SAMIZDAT — Muitos autores da nova geração encantaram-se com os vampiros por causa dos jogos de RPG, especialmente "Vampiro: a Máscara" (publicado no Brasil pela Devir). Você pertence a este grupo ou seu interesse é anterior? Qual foi sua inspiração inicial?

GIULIA — A minha inspiração inicial veio da literatura, do cinema e dos mangás. Só joguei RPG uma única vez, com alguns amigos. Eu adorei! É um jogo incrível, que faz uso de imaginação, de atenção, de perspicácia e é, antes de tudo, uma grande diversão. Mas mesmo àquela época eu não tinha tempo para frequentar as sessões de RPG e por isso não me tornei uma praticante. Tenho muitos leitores RPGistas e alguns deles estão até usando personagens dos meus livros para jogar. Deve ser bem interessante assistir Kaori, Kodo, Mimi e Missora inseridos num jogo de RPG!



SAMIZDAT — Em seu Kaori: perfume de vampira, você narra a história paralelamente em duas épocas e lugares diferentes: no Japão da Era Tokugawa, e na São Paulo contemporânea. É evidente que a porção moderna do enredo depende muito dos eventos narrados na parte do século XVIII. Mesmo assim, como foi o processo de escrita? Como você montou o romance? Foi escrito da forma como se apresenta, ou foram feitas duas tramas, e amarradas posteriormente?

GIULIA — Na verdade, eu tinha duas histórias na cabeça desde o início, e fui escrevendo as duas ao mesmo tempo, para que os detalhes de ambas fossem se entrelaçando. Pois mesmo que a história atual dependa mais da trama do passado do que o contrário, a forma de narrar o passado dependia também do que o leitor já sabia que ia acontecer no futuro. Por exemplo, todo mundo sabia que Kaori não morreria, pois ela reaparece na São Paulo de 2008. Mas a narrativa tinha que manter o leitor em suspense quando ela corria perigo no passado.
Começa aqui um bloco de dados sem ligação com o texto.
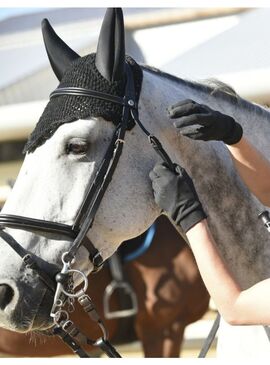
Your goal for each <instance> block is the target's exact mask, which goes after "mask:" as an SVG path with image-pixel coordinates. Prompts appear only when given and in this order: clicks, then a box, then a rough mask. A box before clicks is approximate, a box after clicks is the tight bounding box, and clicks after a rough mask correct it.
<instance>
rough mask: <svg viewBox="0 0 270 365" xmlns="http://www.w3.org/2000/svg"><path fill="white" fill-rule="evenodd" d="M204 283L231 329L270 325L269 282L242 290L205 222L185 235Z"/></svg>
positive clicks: (269, 279) (255, 285)
mask: <svg viewBox="0 0 270 365" xmlns="http://www.w3.org/2000/svg"><path fill="white" fill-rule="evenodd" d="M186 235H187V238H188V240H189V243H190V247H191V249H192V251H193V254H194V257H195V259H196V262H197V264H198V268H199V271H200V273H201V276H202V279H203V281H204V283H205V285H206V287H207V289H208V291H209V293H210V295H211V297H212V299H213V300H214V302H215V304H216V306H217V308H218V310H219V312H220V314H221V315H222V317H223V318H224V319H225V321H227V322H228V323H230V324H232V325H259V324H262V325H270V311H269V308H270V279H267V280H264V281H261V282H259V283H257V284H255V285H254V286H252V287H251V288H249V289H247V290H241V288H240V286H239V285H238V283H237V281H236V280H235V278H234V277H233V275H232V273H231V272H230V270H229V268H228V267H227V265H226V264H225V263H224V261H223V260H222V258H221V256H220V253H219V251H218V249H217V247H216V244H215V241H214V239H213V237H212V235H211V232H210V230H209V228H208V224H207V221H206V220H203V221H201V222H199V223H197V224H196V225H195V226H193V227H192V228H191V229H189V230H188V231H187V232H186Z"/></svg>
Às vezes, eu escrevia dois ou três capítulos no presente para depois voltar ao passado e vice-versa. Noutras vezes eu reescrevia alguns trechos para que se moldasse melhor à trama paralela. Foi um trabalho de verdadeiro artesanato, tecendo, cortando, costurando.
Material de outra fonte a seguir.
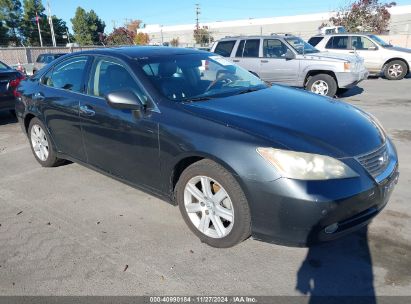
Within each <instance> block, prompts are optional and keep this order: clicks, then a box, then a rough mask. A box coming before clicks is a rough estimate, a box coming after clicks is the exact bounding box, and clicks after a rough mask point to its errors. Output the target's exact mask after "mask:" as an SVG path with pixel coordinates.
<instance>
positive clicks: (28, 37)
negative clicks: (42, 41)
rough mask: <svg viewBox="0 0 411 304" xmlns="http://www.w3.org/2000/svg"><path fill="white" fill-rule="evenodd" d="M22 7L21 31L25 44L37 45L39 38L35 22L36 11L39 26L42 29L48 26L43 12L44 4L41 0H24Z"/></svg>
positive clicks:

SAMIZDAT — Os protagonistas Kaori e Samuel aparecem em uma outra narrativa - um conto - segundo uma nota do romance. Quem veio primeiro: o conto ou o romance? Há outros personagens reincidentes, em outros contos? Você se sente tentada a escrever uma saga de três, quatro ou sete romances?
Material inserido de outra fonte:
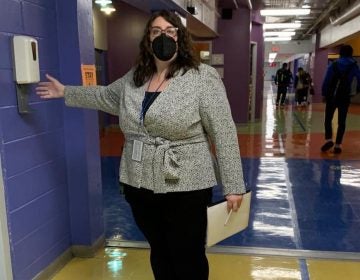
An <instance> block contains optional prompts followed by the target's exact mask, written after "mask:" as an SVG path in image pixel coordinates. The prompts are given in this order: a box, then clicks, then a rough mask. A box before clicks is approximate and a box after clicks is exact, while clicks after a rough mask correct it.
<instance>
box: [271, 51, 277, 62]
mask: <svg viewBox="0 0 360 280" xmlns="http://www.w3.org/2000/svg"><path fill="white" fill-rule="evenodd" d="M276 56H277V53H269V63H273V62H274V60H275V57H276Z"/></svg>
GIULIA Inicialmente, o conto "Dragões Tatuados", com Kaori e Samuel, fazia parte do esboço de romance que eu estava planejando. Quando recebi o convite de Ednei Procópio, editor da Giz Editorial, para fazer parte da coletânea "Amor Vampiro", tive a idéia de usar esse trecho para um conto, pois ele mostrava de uma forma interessante algumas facetas do amor de uma vampira. O conto fez sucesso e acabou abrindo caminho para a publicação posterior do romance.

Kaori já havia aparecido antes em dois ou três contos, alguns apenas como coadjuvante. A idéia dos famélicos já tinha sido lançada num conto chamado "Parasitas!", o vampwatcher já havia aparecido no conto "Mil e Trezentos Vampiros", ambos publicados na minha coletânea Vampiros no Espelho & Outros Seres Obscuros. Enfim, eu já estava delineando o universo de Kaori há algum tempo.

Quanto à saga, não sei se haverá tantos romances, mas estou escrevendo mais um livro dentro desse universo, pois sinto que ainda há muito nele a ser explorado.



SAMIZDAT — Sabemos que você era, essencialmente, uma narradora de contos. Como você define a diferença de escrever em um e em outro gênero?

GIULIA — A diferença mesmo é de fôlego. Assim como num conto a sua capacidade de síntese é posta à prova, num romance você precisa se dedicar a pesquisar, a se aprofundar e a detalhar. Um romance é um trabalho árduo, braçal, e de imensa concentração. Mas também é a ponte para uma ligação mais intensa e apaixonada com o leitor. Os contos são um exercício de imaginação, de criatividade, de habilidade. Um romance é, além de tudo isso, uma prova de resistência, de persistência e de foco.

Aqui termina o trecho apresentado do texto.